Chapel array and record representation on CUDA device

How are Chapel arrays and record instances represented when they are allocated on the CUDA device? Are they flattened arrays or do they have the same representation as data in normal Chapel programs? If I have written a CUDA kernel in C, how would I call it from my Chapel program?

Hi Iain,

Records can be tricky. Our interop documentation states that non-extern Chapel records can't be passed to extern procs. So, the only way to make them work could be having a C struct, which then you declare in Chapel as an extern record. The implication is that you'd have to allocate memory on the C side for such records, presumably with things like cudaMalloc. I can try to put together an example for this, if you're interested.

You can pass pointers to Chapel arrays to C functions, which may call CUDA kernels down the road. Note that CUDA kernel launches have an esoteric syntax that's not supported by Chapel. So, there needs to be a C wrapper in between that's called from Chapel and that calls CUDA. For such cases, you can pass Chapel arrays allocated on the GPU memory like:

on here.gpus[0] {
  var Arr: [1..10] int; // this is allocated on the device memory
  externProc(c_ptrTo(Arr));  // this passes the address of the array's data buffer
}

I created Can we provide a way to call a CUDA/HIP kernel directly from Chapel? · Issue #25302 · chapel-lang/chapel · GitHub to ask for a more direct way for launching a CUDA kernel from Chapel.

Hope this helps,
Engin

Hi Engin,

Thank you very much for your response. That's too bad about records, but this is definitely helpful. I would love to see the example you mentioned if that's not too much of a hassle.

As for cuBLAS and friends, would making calls to these necessitate writing extern procs in C/CUDA that call these libraries, then use them in Chapel?

What representation do arrays of higher dimension have on the C side?

When on here.gpus[0], does c_ptrTo(Arr) do any copying of Arr? In other words, is there any overhead for manipulating Chapel arrays via C programs if they are on a GPU? Like does the array need to be copied back to program memory, then be passed into the C function, then copied to the CUDA device? or does everything remain on device?

Thanks,
Iain

Hi Iain,

I think performance may be a bit tricky, so I created Low CUDA API call performance when called from Chapel through interoperability · Issue #25311 · chapel-lang/chapel · GitHub. The example in that issue should answer your question here. Let me know if that's not the case.

As for cuBLAS and friends, would making calls to these necessitate writing extern procs in C/CUDA that call these libraries, then use them in Chapel?

Probably not. AFAIK, cuBLAS is a host library entirely. So, you should be able to invoke cuBLAS from Chapel directly. Note that we have a draft library that does exactly that. But that's only tested with CHPL_LOCALE_MODEL=flat. It has been a long-standing wish to ramp that library up in a way that it can be used in production with the GPU support enabled (CHPL_LOCALE_MODEL=gpu). See the library here: chapel/test/gpu/interop/cuBLAS at main · chapel-lang/chapel · GitHub

(On a quicker look on that library it looks like we have a C wrapper for it.

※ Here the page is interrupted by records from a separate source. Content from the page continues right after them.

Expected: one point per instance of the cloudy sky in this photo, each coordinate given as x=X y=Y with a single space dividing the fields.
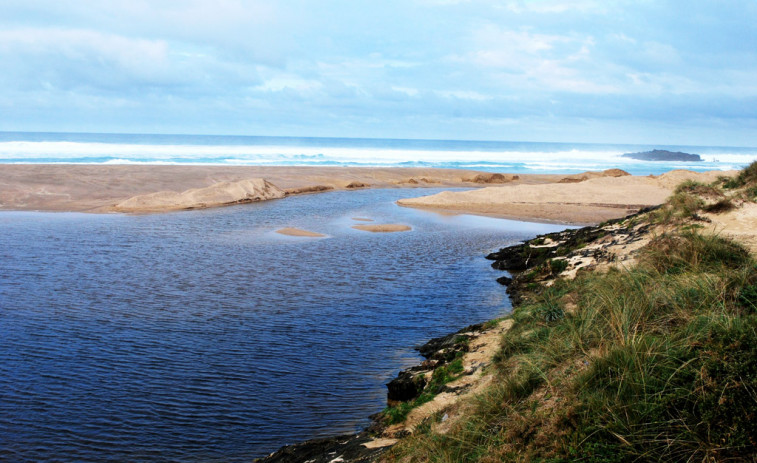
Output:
x=637 y=71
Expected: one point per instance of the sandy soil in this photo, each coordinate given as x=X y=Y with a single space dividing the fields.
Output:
x=586 y=200
x=739 y=224
x=99 y=188
x=218 y=194
x=383 y=227
x=289 y=231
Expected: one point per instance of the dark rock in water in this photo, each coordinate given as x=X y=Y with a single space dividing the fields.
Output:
x=347 y=449
x=663 y=155
x=406 y=386
x=458 y=341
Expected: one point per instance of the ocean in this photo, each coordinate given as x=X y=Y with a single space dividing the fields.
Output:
x=205 y=336
x=500 y=156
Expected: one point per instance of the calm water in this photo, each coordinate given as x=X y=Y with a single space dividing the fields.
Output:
x=204 y=336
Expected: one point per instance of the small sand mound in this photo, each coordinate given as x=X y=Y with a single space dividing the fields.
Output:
x=491 y=178
x=577 y=178
x=290 y=231
x=219 y=194
x=383 y=228
x=308 y=189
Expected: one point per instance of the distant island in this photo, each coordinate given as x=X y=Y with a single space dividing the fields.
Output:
x=664 y=155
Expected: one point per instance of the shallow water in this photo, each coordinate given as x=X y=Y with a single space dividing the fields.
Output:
x=205 y=336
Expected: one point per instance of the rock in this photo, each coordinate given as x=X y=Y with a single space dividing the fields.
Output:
x=405 y=387
x=347 y=448
x=457 y=341
x=664 y=155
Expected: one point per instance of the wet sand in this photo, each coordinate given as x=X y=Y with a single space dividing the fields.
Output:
x=578 y=199
x=101 y=188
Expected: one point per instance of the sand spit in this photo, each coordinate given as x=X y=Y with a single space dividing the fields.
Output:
x=290 y=231
x=98 y=188
x=218 y=194
x=587 y=201
x=383 y=228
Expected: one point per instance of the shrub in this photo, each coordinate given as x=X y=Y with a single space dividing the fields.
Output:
x=558 y=265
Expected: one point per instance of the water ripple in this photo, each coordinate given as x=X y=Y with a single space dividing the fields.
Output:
x=202 y=336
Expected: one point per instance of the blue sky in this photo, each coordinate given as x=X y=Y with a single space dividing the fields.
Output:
x=666 y=72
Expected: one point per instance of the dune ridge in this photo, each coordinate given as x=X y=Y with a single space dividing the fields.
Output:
x=218 y=194
x=590 y=200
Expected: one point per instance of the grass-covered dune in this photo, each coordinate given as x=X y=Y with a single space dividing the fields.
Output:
x=652 y=358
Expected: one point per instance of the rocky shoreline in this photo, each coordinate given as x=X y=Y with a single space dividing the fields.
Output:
x=408 y=385
x=532 y=264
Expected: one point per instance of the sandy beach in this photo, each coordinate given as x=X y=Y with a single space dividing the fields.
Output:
x=578 y=199
x=584 y=198
x=139 y=189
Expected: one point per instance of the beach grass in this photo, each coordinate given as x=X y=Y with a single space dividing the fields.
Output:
x=657 y=362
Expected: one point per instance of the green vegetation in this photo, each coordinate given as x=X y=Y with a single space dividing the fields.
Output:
x=658 y=363
x=655 y=363
x=440 y=377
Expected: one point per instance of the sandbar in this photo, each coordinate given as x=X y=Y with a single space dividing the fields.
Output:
x=590 y=200
x=102 y=188
x=290 y=231
x=383 y=228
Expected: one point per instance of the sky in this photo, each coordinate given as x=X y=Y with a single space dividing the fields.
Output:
x=640 y=71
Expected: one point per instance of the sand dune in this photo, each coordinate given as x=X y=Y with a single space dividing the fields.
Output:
x=591 y=200
x=218 y=194
x=98 y=188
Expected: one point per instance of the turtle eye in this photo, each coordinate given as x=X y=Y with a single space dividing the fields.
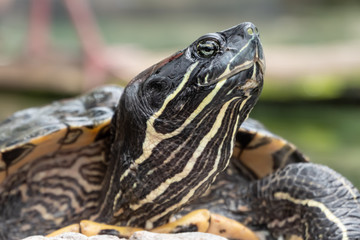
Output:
x=207 y=48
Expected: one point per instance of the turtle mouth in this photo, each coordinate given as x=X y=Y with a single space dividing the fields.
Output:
x=257 y=64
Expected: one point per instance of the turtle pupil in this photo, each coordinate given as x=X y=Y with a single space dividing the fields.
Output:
x=207 y=48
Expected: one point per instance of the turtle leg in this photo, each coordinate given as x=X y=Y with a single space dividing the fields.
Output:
x=90 y=228
x=200 y=220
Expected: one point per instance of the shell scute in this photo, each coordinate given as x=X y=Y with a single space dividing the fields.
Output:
x=66 y=124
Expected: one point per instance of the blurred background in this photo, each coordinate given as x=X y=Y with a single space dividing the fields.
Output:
x=51 y=49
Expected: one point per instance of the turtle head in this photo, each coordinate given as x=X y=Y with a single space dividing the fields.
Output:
x=175 y=123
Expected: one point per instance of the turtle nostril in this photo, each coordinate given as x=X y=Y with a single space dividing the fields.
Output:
x=250 y=31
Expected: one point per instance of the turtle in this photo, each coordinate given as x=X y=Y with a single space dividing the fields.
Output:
x=173 y=151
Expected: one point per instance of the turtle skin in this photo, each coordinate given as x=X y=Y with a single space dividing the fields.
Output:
x=40 y=180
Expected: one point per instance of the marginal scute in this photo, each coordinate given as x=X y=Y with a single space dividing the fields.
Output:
x=32 y=133
x=258 y=152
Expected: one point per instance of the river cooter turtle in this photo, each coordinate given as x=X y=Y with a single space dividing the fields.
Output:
x=170 y=143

I bet it has to do with C vs C++ linkage. But I can't remember really)

What representation do arrays of higher dimension have on the C side?

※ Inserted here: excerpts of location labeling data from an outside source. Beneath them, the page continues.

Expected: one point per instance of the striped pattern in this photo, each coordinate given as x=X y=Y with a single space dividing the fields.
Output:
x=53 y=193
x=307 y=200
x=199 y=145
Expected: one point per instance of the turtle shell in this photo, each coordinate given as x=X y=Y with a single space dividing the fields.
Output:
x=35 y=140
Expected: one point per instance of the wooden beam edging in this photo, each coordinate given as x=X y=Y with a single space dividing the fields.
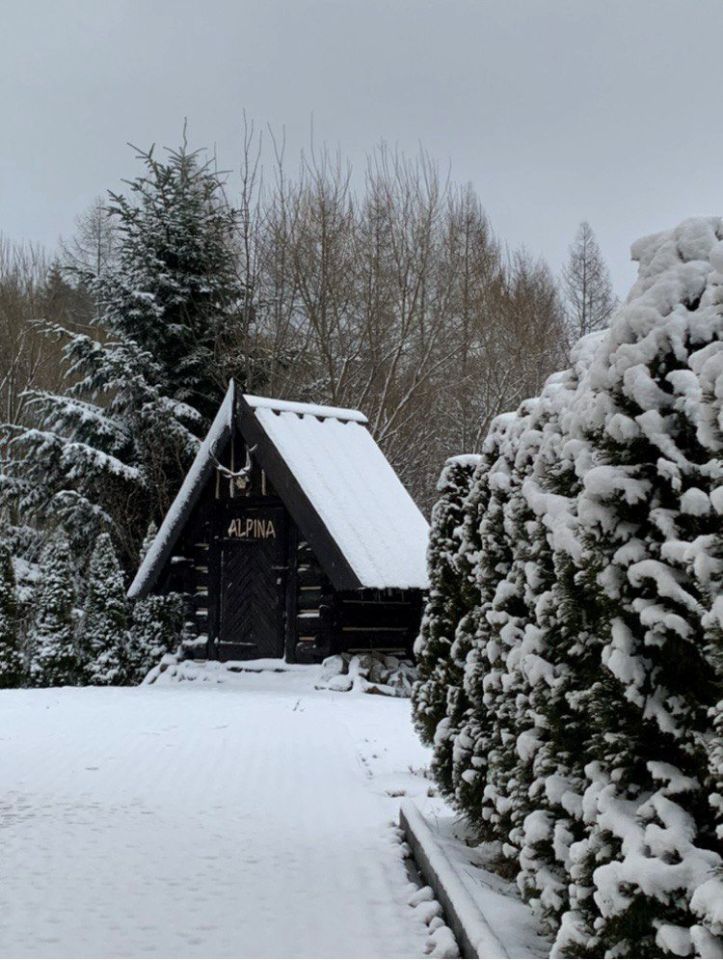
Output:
x=475 y=938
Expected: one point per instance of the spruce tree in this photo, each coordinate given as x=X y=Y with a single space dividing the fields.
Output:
x=446 y=599
x=104 y=626
x=557 y=656
x=587 y=291
x=12 y=668
x=53 y=653
x=111 y=451
x=488 y=552
x=651 y=834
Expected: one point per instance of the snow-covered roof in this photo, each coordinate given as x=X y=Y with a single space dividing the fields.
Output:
x=173 y=522
x=353 y=488
x=305 y=409
x=334 y=480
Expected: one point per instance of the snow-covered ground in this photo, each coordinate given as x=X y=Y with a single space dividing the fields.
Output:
x=252 y=818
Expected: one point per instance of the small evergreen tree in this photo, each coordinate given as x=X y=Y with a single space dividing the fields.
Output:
x=54 y=658
x=156 y=629
x=112 y=449
x=12 y=668
x=588 y=294
x=643 y=502
x=104 y=626
x=445 y=602
x=487 y=550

Local, rectangular Chapel arrays should have contiguous memory allocation, such that their buffer can be used in C. By default, such arrays have row-major ordering.

When on here.gpus[0] , does c_ptrTo(Arr) do any copying of Arr ?

No. A pointer is a pointer. If the array was allocated inside on here.gpus[0], the pointer you get will be pointing to the GPU memory. You can put that pointer in a void* in C, or CUDevicePtr. As long as, you keep in mind that it is pointing to the GPU memory and handle that pointer accordingly you should be fine.